One Last Dance is a love story tad with history, realism, allegory, and humor. Dixie and Morgan’s romance is not the usual love-at-first-sight type. It's like a layered Jell-O: every tier has its own color and issues, but together, they make a perfect, pleasant-looking creation. Bright yellow invades the first layer signifying unsettled emotions. It is a mixture of bumps, control, and dispute. Both unyielding, Dixie and Morgan would be furious at each other from time to time. The third layer is subjugated by the shades of blue suggestive of calm and relaxed atmosphere as both protagonists learned to adjust and laugh together. The fifth layer is plagued with hues of lavender as Dixie and Morgan gain clarity of emotions and a sense of sensuality. In between layers are pinkish tiers of fear and uncertainty as family and health issues put their relationship to test.
Though opposite in approach, Williams' has the same innate strength as Sparks'. His is realistic but is never short of optimism.

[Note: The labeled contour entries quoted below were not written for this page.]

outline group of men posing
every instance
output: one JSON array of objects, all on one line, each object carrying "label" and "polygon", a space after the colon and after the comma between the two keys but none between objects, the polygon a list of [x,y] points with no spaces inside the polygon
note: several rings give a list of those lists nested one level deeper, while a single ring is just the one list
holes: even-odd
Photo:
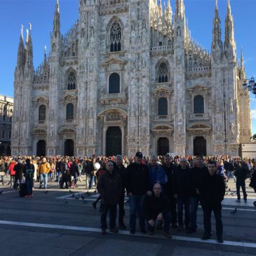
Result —
[{"label": "group of men posing", "polygon": [[[208,161],[203,165],[202,156],[197,156],[195,167],[190,168],[185,158],[177,166],[170,156],[164,157],[162,166],[156,156],[151,156],[148,165],[142,163],[142,154],[137,152],[135,162],[127,168],[122,164],[122,156],[115,162],[108,161],[100,170],[97,190],[101,196],[102,234],[106,234],[107,215],[109,213],[109,231],[116,233],[117,205],[119,228],[125,229],[123,203],[125,191],[129,197],[130,233],[136,231],[139,217],[140,232],[153,235],[156,229],[163,229],[163,235],[171,238],[170,224],[175,229],[196,231],[196,216],[199,201],[203,211],[204,234],[202,239],[212,236],[210,217],[213,211],[216,220],[217,240],[223,243],[222,204],[225,194],[223,177],[217,173],[216,162]],[[184,219],[183,209],[184,208]]]}]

While Williams impels readers to face reality and the challenges of life cycle, he convinces them that retirement is not retirement at all. Baby boomers are reminded that they have a choice to make retirement stage adventurous and fulfilling as possible. They are reminded that actual and imagined events are not two separate sets. They are actually two lines coming from opposite directions intersecting each other.
Human's psyche has always been a combination of two opposites: the analytic and creative, the objective and subjective, and the intuition and logic. They occupy certain facet in every stage of development. For Morgan and Dixie, these opposites never vanish until old age. They remain and nurture the core of humanity—the desire to love and be loved and be secured in the company of the person that is capable to bring the most joy and sorrow. For Morgan and Dixie, that desire carries them through before the altar, once again, with certainty and finality that it will be the last time they'll say, "till death do us part."